Etwas verlegen schaute Richard Lisa noch einmal in die Augen und stand dabei langsam auf.
"Das freut mich aber sehr zu hören... da haben Sie noch mal Glück gehabt" er sah Lisa direkt in die Augen und fragte: "dann darf ich Sie wohl heute zum Abendessen einladen?"
Lisa wäre fast vom Stuhl gefallen, wenn sie sich nicht so fest am Tisch festgehalten hätte. 'Habe ich mich gerade verhört? Oder ist es doch nur ein Geschäftstermin???'
"Ich meine natürlich privat essen gehen, nur Sie und ich und keine Geschäfte oder Kunden im Spiel..." Richard sah Lisa herausfordernd an und seine Augen blitzten wieder auf.

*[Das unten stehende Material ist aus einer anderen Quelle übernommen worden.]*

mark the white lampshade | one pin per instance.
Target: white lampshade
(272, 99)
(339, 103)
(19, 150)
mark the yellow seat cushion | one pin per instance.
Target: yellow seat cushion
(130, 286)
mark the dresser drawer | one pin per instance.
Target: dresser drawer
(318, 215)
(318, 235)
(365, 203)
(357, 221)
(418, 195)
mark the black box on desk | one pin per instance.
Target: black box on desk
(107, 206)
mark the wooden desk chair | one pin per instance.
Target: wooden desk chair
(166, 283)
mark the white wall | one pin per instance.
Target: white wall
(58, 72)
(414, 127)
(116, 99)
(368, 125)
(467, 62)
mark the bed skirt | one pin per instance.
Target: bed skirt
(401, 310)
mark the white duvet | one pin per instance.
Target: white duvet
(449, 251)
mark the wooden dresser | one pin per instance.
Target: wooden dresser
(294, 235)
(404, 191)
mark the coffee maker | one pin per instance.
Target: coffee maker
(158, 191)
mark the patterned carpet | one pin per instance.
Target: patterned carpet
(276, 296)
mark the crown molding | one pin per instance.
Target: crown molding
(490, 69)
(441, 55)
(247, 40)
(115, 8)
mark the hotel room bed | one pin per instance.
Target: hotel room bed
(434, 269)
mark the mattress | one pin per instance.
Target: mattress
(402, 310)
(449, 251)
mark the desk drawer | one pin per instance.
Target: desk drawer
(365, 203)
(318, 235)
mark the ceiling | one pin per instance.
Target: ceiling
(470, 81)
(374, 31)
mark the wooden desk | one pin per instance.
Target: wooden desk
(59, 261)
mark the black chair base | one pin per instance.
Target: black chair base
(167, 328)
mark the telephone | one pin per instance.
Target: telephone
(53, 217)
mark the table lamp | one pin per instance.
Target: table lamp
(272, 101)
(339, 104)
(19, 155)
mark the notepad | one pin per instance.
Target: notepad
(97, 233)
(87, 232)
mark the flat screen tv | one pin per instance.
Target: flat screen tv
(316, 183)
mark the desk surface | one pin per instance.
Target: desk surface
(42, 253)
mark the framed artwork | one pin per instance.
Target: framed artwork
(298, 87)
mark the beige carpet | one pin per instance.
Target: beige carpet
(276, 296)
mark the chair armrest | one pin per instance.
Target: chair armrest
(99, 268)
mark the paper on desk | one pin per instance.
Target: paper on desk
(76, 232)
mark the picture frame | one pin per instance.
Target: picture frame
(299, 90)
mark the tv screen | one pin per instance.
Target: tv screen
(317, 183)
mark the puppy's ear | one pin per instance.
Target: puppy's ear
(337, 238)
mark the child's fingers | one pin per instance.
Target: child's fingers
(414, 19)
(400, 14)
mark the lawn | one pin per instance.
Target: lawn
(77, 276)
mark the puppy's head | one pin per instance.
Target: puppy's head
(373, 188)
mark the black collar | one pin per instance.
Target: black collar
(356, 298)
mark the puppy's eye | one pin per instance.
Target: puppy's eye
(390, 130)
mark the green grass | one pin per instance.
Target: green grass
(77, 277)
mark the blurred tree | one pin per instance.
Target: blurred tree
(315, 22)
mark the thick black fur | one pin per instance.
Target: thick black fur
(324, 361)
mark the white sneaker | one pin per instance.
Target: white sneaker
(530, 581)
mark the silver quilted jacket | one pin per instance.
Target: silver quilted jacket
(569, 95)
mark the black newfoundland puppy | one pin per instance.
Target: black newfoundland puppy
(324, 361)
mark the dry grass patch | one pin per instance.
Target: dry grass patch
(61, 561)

"Ich komme heute Abend be..be..bestimmt wieder ganz spät raus...", stotterte Lisa nervös, weil sie es immer noch nicht glauben konnte, dass Richard von Brahmberg mit ihr ALLEINE
ausgehen wollte!
"Es macht ja nichts, ich will auch heute länger arbeiten und danach können wir gemeinsam was essen gehen, es muss ja kein 3-Gänge-Menü sein oder so... wir können uns ja auch paar Döner oder Pizza ins Büro bestellen, wenn Sie mögen!!!" Er lachte dabei laut auf und Lisa musste auch kichern, als sie sich das bildlich vorstellte.
"Aber Spaß beiseite, spätestens um 21 Uhr bin ich wieder hier und werde Sie entführen. Was sagen Sie dazu?" Er sah sie wieder frech grinsend an.
'Er wird mich WAS?' Lisa sah ihn schüchtern an und zögerte immer noch mit der Antwort.
"Ich nehme das als ein 'Ja', wenn Sie nichts dagegen haben", mit diesen Worten ging er zur Tür, drehte sich aber noch einmal kurz um "dann bis heute Abend, Frau Plenske", dabei schaute er Lisa geheimnisvoll an und ging raus.
'Jetzt hast du den Salat, Lisa! Und was sagt eigentlich Fräulein Hofmann dazu?!'
9.
Zum Glück gab es so viel zu tun, dass Lisa kaum die Zeit hatte, um nachzudenken, was sie an dem Abend erwartete. Aber sie bekam immer eine Gänsehaut, wenn sie sich daran erinnerte. Ihre Gefühle waren total durcheinander, es war eine Mischung aus Vorfreude und Angst, Neugier und... Sehnsucht?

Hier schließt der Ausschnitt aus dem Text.